The plan is effective and does not require major changes, as it complies with the guidelines by National Incident Management System (NIMS), Incident Command System (ICS), and the Commonwealth of Pennsylvania Emergency Operations Plan. EOP also includes the best practice components described by Stanhope and Lancaster (2020). However, specific algorithms or steps to take in the case of flood might be needed to improve individual response. Community-focused and flood-specific guidelines can help populations at risk practice and learn about flood-associated diseases and determine relevant skills to prepare for the disaster and define their role in the emergency response.
Is My Community Prepared for a Disaster?
The evaluation of the preparedness plan suggests that my community is ready to manage flood and disaster outcomes. Philadelphia has a high risk of floods due to its low-lying location and several major water basins, including Delaware River, affect the city. Local, state, and federal authorities contributed guidelines and resources to develop adequate disaster response in the area. The plan is based on best practices offered in the professional nursing literature and clearly describes all sections of the disaster management cycle, participating agencies, and vulnerable populations. The plan does not clarify the nursing roles or strategies for flood-specific disease treatment, but it indicates the involvement of risk management task forces and interdisciplinary teams assisting in disaster preparedness and response. Individual, public, and hazard mitigation assistance is provided by federal authorities to address the needs of local populations and community. However, individuals need a more detailed action plan with guidance on applying their skills and professional expertise for the benefit of the community during disaster preparedness/response. Overall, the plan offers direction for collaborative efforts of federal/state authorities, agencies, and individuals to ensure safety but does not list specific steps for community members to assist in disaster relief efforts.

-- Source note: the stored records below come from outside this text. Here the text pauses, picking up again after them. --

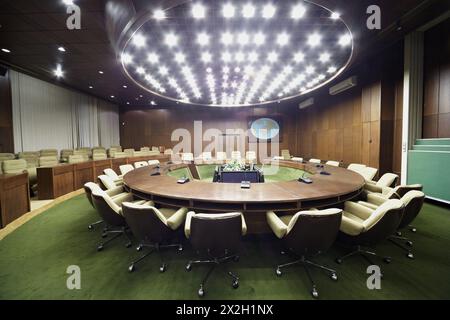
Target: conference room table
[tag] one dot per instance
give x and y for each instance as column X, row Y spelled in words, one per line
column 283, row 196
column 56, row 181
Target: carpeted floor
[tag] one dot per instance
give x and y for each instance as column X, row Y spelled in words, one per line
column 34, row 259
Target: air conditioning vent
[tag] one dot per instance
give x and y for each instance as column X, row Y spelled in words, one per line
column 344, row 85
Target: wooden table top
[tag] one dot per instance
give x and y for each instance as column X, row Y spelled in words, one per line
column 341, row 182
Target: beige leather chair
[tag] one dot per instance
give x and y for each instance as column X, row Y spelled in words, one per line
column 221, row 156
column 218, row 236
column 125, row 168
column 365, row 227
column 120, row 155
column 286, row 154
column 140, row 164
column 333, row 163
column 187, row 156
column 155, row 228
column 110, row 210
column 129, row 152
column 77, row 158
column 108, row 182
column 48, row 161
column 153, row 162
column 306, row 234
column 65, row 153
column 250, row 156
column 387, row 180
column 356, row 167
column 413, row 202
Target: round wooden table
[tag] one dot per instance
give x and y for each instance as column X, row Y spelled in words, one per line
column 285, row 196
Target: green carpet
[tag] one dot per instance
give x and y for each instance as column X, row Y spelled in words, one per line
column 34, row 259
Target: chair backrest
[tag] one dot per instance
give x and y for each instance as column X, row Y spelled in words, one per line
column 216, row 233
column 146, row 223
column 140, row 164
column 111, row 173
column 129, row 152
column 99, row 156
column 14, row 166
column 368, row 173
column 187, row 156
column 413, row 202
column 48, row 152
column 48, row 161
column 107, row 208
column 387, row 180
column 235, row 155
column 332, row 163
column 311, row 232
column 107, row 181
column 356, row 167
column 77, row 158
column 383, row 222
column 125, row 168
column 153, row 162
column 221, row 156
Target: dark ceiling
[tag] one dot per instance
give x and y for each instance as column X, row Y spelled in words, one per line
column 34, row 29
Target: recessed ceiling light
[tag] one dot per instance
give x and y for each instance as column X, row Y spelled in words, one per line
column 228, row 10
column 198, row 11
column 298, row 11
column 159, row 14
column 58, row 71
column 335, row 15
column 268, row 11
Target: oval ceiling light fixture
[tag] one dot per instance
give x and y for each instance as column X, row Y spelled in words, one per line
column 220, row 53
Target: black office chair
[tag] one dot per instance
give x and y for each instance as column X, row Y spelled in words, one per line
column 154, row 228
column 218, row 236
column 307, row 234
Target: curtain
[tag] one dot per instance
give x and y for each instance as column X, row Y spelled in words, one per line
column 49, row 116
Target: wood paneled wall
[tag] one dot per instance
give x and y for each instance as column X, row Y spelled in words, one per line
column 6, row 129
column 154, row 126
column 436, row 108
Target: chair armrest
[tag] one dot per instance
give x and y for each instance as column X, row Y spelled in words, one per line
column 114, row 191
column 368, row 205
column 376, row 199
column 187, row 225
column 357, row 209
column 350, row 226
column 372, row 187
column 177, row 218
column 276, row 224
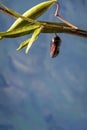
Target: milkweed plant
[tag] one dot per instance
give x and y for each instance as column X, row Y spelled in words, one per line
column 27, row 24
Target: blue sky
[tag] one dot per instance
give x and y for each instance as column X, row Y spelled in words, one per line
column 36, row 91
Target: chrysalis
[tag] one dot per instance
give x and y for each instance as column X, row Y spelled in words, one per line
column 55, row 46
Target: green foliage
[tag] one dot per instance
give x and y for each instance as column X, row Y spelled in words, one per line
column 27, row 24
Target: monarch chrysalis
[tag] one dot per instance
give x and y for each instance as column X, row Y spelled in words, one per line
column 55, row 46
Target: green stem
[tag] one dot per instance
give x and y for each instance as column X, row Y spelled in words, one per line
column 53, row 27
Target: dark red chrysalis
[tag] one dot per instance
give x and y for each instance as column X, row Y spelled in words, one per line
column 55, row 46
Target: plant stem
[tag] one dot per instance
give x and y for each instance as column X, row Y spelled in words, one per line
column 52, row 27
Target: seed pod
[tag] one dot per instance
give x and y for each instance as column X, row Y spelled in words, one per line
column 32, row 13
column 55, row 46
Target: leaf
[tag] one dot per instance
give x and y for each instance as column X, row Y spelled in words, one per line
column 33, row 38
column 20, row 31
column 30, row 15
column 16, row 14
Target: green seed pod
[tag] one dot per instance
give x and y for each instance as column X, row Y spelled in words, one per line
column 32, row 13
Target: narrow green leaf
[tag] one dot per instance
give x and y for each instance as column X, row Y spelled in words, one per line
column 33, row 38
column 20, row 31
column 32, row 13
column 16, row 14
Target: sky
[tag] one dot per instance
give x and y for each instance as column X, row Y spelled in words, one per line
column 38, row 92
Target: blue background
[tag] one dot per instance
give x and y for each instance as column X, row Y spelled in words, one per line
column 36, row 91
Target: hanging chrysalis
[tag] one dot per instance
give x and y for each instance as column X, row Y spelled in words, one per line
column 55, row 46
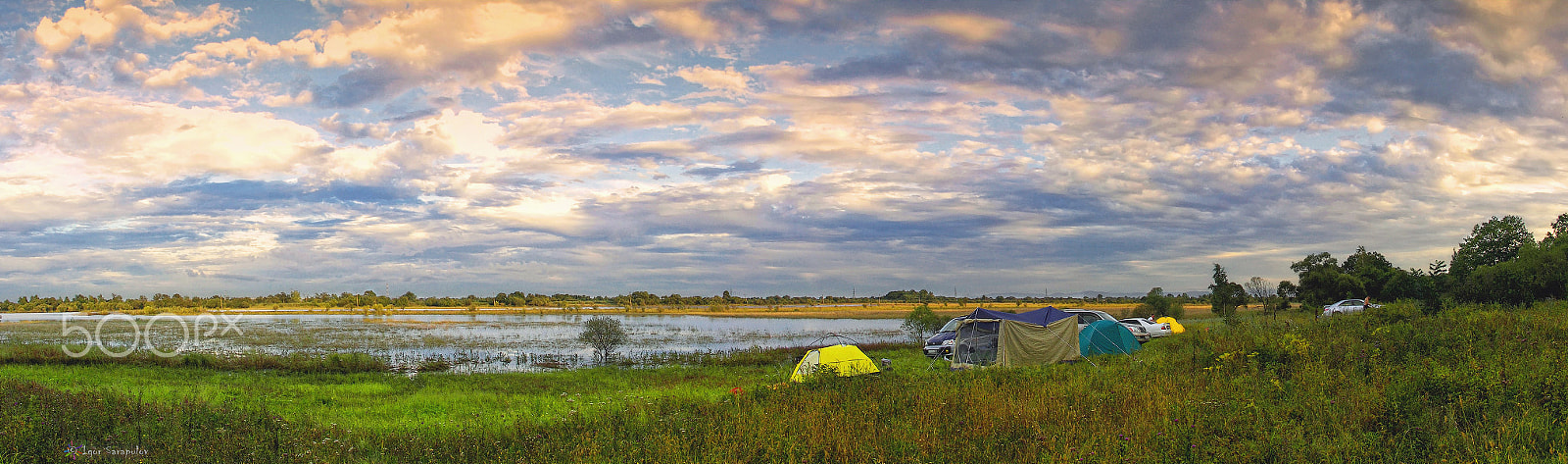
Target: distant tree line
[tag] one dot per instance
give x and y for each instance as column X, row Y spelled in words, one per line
column 1499, row 262
column 372, row 300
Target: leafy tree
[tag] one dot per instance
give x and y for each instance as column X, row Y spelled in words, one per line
column 1415, row 284
column 1490, row 243
column 1258, row 287
column 604, row 335
column 1225, row 295
column 1322, row 281
column 1371, row 269
column 1559, row 231
column 922, row 322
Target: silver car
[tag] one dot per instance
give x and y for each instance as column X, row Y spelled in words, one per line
column 1145, row 330
column 1348, row 306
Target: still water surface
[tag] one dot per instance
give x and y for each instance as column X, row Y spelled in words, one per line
column 472, row 342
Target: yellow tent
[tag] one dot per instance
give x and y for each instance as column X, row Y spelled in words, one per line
column 843, row 359
column 1176, row 327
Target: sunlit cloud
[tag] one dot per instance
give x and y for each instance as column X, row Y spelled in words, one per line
column 764, row 148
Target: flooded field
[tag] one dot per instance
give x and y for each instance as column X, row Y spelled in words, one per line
column 469, row 342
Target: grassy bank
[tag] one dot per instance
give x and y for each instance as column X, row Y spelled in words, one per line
column 1481, row 385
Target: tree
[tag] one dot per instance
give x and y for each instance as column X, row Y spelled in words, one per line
column 1259, row 288
column 1490, row 243
column 1225, row 295
column 604, row 335
column 1371, row 269
column 1322, row 281
column 921, row 322
column 1559, row 231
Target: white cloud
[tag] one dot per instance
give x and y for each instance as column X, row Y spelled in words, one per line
column 728, row 80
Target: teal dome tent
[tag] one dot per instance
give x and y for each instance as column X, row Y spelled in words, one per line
column 1105, row 337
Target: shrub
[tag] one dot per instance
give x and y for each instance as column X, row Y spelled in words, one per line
column 604, row 335
column 921, row 322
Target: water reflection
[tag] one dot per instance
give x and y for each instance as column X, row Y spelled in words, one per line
column 470, row 342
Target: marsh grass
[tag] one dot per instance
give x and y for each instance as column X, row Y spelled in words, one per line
column 1481, row 385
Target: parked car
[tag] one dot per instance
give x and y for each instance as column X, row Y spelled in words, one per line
column 1348, row 306
column 1147, row 330
column 941, row 345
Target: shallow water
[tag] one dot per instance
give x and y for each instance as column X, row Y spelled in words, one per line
column 470, row 342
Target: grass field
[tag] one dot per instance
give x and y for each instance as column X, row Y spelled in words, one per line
column 1481, row 385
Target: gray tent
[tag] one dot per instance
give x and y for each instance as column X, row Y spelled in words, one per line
column 1037, row 337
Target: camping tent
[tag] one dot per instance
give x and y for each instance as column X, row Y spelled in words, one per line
column 843, row 359
column 1037, row 337
column 1105, row 337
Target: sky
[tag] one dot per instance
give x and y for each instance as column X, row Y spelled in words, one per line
column 760, row 148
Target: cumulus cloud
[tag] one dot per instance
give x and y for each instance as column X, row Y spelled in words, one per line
column 663, row 144
column 101, row 24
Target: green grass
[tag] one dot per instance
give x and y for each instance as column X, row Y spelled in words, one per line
column 1482, row 385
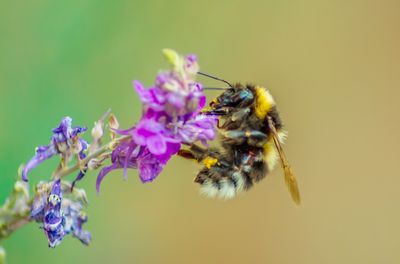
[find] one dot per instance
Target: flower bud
(113, 122)
(97, 130)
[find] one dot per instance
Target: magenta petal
(156, 144)
(172, 149)
(144, 94)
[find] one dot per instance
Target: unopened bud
(97, 130)
(113, 122)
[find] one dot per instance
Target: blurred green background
(333, 67)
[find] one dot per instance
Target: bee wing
(290, 179)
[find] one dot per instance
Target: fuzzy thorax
(264, 102)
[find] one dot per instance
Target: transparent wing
(290, 179)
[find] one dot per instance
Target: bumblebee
(251, 138)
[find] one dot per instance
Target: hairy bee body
(247, 152)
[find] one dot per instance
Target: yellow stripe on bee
(264, 102)
(209, 162)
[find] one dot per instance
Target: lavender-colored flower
(59, 216)
(74, 218)
(171, 117)
(64, 141)
(128, 155)
(53, 216)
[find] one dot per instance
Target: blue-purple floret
(171, 117)
(65, 141)
(59, 216)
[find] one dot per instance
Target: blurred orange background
(332, 66)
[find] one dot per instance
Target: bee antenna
(215, 78)
(214, 88)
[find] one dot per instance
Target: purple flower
(132, 156)
(64, 141)
(171, 117)
(58, 216)
(74, 218)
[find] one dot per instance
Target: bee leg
(195, 152)
(252, 137)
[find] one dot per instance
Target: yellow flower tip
(209, 162)
(172, 56)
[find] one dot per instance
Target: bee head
(237, 96)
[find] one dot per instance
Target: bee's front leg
(252, 137)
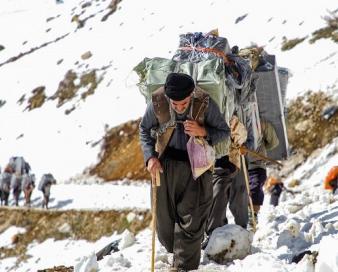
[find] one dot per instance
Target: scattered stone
(86, 55)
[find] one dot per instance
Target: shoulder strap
(200, 104)
(161, 106)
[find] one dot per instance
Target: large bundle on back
(271, 91)
(226, 77)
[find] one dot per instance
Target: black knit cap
(178, 86)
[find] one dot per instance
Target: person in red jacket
(331, 179)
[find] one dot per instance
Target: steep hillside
(41, 225)
(308, 129)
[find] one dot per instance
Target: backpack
(206, 59)
(271, 93)
(45, 179)
(331, 176)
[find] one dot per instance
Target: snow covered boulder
(327, 260)
(87, 264)
(228, 243)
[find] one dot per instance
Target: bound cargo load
(226, 77)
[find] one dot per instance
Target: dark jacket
(214, 123)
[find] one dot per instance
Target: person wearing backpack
(176, 112)
(5, 184)
(28, 185)
(257, 167)
(20, 167)
(47, 180)
(331, 179)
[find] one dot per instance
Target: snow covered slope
(43, 40)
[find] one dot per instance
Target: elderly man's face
(180, 106)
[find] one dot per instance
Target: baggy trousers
(183, 206)
(239, 200)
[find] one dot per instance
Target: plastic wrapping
(201, 156)
(197, 46)
(208, 74)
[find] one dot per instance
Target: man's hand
(192, 128)
(242, 150)
(153, 166)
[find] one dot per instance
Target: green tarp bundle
(208, 75)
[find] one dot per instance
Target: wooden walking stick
(248, 190)
(155, 181)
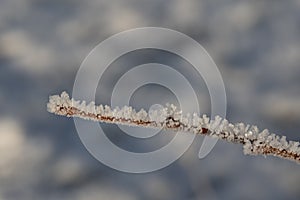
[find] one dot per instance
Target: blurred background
(255, 44)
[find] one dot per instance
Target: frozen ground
(255, 44)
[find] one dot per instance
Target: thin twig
(254, 142)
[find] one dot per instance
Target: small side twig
(254, 142)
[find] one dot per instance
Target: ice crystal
(253, 140)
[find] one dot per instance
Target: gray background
(255, 44)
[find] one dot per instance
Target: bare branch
(254, 142)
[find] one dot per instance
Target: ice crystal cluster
(254, 141)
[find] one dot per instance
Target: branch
(254, 142)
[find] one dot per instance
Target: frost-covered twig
(254, 142)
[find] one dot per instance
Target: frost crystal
(169, 117)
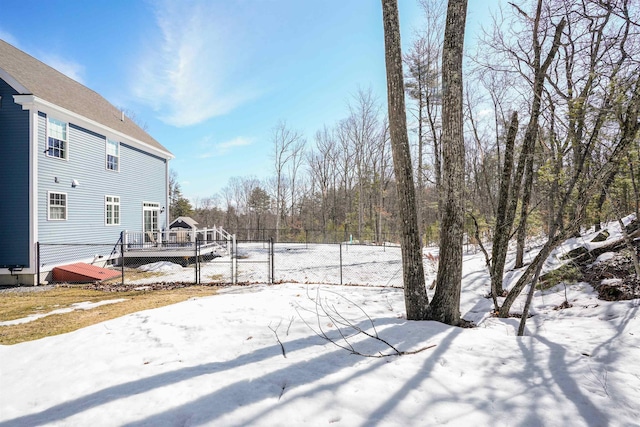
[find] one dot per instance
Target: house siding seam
(14, 172)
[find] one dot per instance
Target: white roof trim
(30, 102)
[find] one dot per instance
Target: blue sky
(211, 78)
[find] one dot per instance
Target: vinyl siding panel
(14, 173)
(141, 178)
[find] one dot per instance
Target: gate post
(122, 236)
(271, 261)
(340, 244)
(38, 263)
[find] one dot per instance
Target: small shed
(183, 222)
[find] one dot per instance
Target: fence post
(122, 237)
(272, 260)
(38, 263)
(340, 244)
(195, 260)
(234, 261)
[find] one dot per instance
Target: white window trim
(106, 154)
(112, 203)
(66, 206)
(66, 142)
(151, 206)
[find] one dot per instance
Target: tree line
(536, 135)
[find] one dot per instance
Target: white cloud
(188, 73)
(69, 68)
(221, 148)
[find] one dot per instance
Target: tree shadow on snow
(212, 402)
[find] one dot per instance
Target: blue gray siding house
(75, 169)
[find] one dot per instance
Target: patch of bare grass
(17, 305)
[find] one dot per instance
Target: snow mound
(160, 266)
(605, 257)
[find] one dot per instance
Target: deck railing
(175, 238)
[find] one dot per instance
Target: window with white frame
(57, 206)
(113, 155)
(57, 142)
(112, 210)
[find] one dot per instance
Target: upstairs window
(112, 210)
(113, 155)
(57, 206)
(57, 142)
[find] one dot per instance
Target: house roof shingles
(51, 85)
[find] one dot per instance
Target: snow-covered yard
(217, 361)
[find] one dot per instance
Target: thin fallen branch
(347, 329)
(275, 332)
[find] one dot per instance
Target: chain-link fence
(292, 235)
(218, 262)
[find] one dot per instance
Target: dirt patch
(19, 303)
(613, 279)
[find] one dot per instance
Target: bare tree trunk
(416, 300)
(502, 230)
(445, 306)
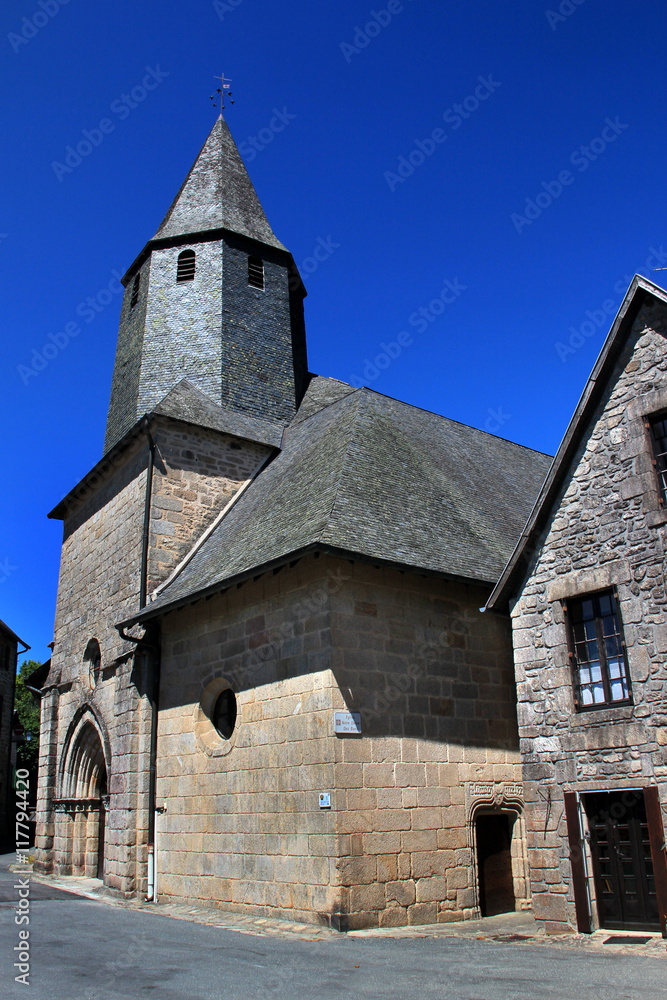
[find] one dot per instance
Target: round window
(223, 716)
(93, 658)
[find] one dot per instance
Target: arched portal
(83, 801)
(497, 837)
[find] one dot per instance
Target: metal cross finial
(221, 93)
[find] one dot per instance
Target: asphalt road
(85, 950)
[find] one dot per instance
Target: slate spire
(214, 298)
(218, 194)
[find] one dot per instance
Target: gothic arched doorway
(82, 806)
(494, 862)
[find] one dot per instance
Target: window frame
(650, 420)
(186, 266)
(255, 267)
(601, 649)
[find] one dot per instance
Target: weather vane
(222, 93)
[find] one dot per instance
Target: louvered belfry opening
(135, 290)
(256, 272)
(187, 264)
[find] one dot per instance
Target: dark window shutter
(656, 834)
(577, 861)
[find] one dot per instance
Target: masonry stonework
(197, 472)
(242, 827)
(608, 529)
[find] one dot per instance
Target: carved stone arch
(490, 803)
(82, 803)
(86, 752)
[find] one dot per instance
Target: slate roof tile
(372, 476)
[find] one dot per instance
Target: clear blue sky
(359, 95)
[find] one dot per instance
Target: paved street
(82, 949)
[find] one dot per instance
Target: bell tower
(214, 297)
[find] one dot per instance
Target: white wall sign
(347, 722)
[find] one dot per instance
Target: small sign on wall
(347, 722)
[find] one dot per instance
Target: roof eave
(205, 236)
(150, 613)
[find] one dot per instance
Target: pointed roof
(188, 403)
(517, 565)
(218, 194)
(364, 474)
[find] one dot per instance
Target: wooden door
(622, 861)
(494, 864)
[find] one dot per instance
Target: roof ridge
(343, 459)
(334, 402)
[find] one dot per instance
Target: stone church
(273, 687)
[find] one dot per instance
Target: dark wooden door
(494, 863)
(622, 863)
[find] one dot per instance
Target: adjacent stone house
(272, 688)
(586, 589)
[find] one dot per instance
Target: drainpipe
(145, 537)
(151, 647)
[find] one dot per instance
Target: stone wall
(8, 648)
(607, 530)
(431, 677)
(195, 475)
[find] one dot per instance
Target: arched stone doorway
(82, 805)
(497, 838)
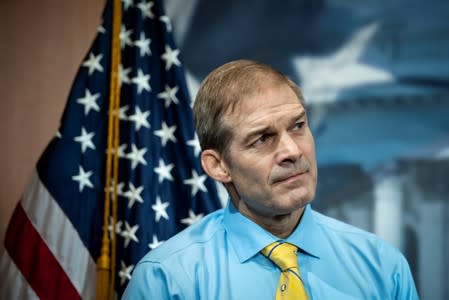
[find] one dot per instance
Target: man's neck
(278, 225)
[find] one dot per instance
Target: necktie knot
(290, 285)
(282, 254)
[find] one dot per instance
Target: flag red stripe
(33, 258)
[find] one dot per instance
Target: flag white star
(125, 272)
(145, 8)
(125, 37)
(118, 187)
(196, 182)
(160, 209)
(164, 170)
(140, 118)
(101, 29)
(122, 113)
(142, 81)
(83, 179)
(127, 4)
(89, 101)
(133, 194)
(192, 218)
(155, 243)
(144, 44)
(85, 139)
(136, 156)
(124, 75)
(121, 151)
(166, 133)
(166, 20)
(118, 227)
(169, 95)
(195, 143)
(130, 233)
(93, 63)
(171, 57)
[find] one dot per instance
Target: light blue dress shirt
(219, 258)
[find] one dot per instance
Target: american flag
(54, 236)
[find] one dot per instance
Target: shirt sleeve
(151, 280)
(404, 285)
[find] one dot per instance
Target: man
(252, 126)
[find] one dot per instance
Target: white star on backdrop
(155, 243)
(130, 234)
(196, 182)
(142, 81)
(133, 194)
(164, 170)
(171, 57)
(89, 101)
(136, 156)
(83, 179)
(93, 63)
(169, 95)
(166, 133)
(342, 69)
(140, 118)
(125, 37)
(125, 272)
(192, 218)
(85, 139)
(160, 209)
(143, 44)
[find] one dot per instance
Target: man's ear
(214, 166)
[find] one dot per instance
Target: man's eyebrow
(264, 129)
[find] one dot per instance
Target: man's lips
(289, 177)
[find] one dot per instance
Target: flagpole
(106, 261)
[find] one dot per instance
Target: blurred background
(375, 75)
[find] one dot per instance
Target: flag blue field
(54, 236)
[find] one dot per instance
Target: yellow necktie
(290, 283)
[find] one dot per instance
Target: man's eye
(262, 139)
(299, 125)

City of Philadelphia. (2018). Safety & emergency preparedness. City of Philadelphia. Web.
OEM. (2015). Emergency operations plan. Web.
Ryan, J., & Lippert, J. (2021). Top 10 things you should do to prepare for flood-related issues in Philadelphia. City of Philadelphia. Web.
Stanhope, M., & Lancaster, J. (2020). Public health nursing: Population-centered health care in the community (10th ed.). Elsevier.
WHO. (2021). Flooding and communicable diseases fact sheet. WHO. Web.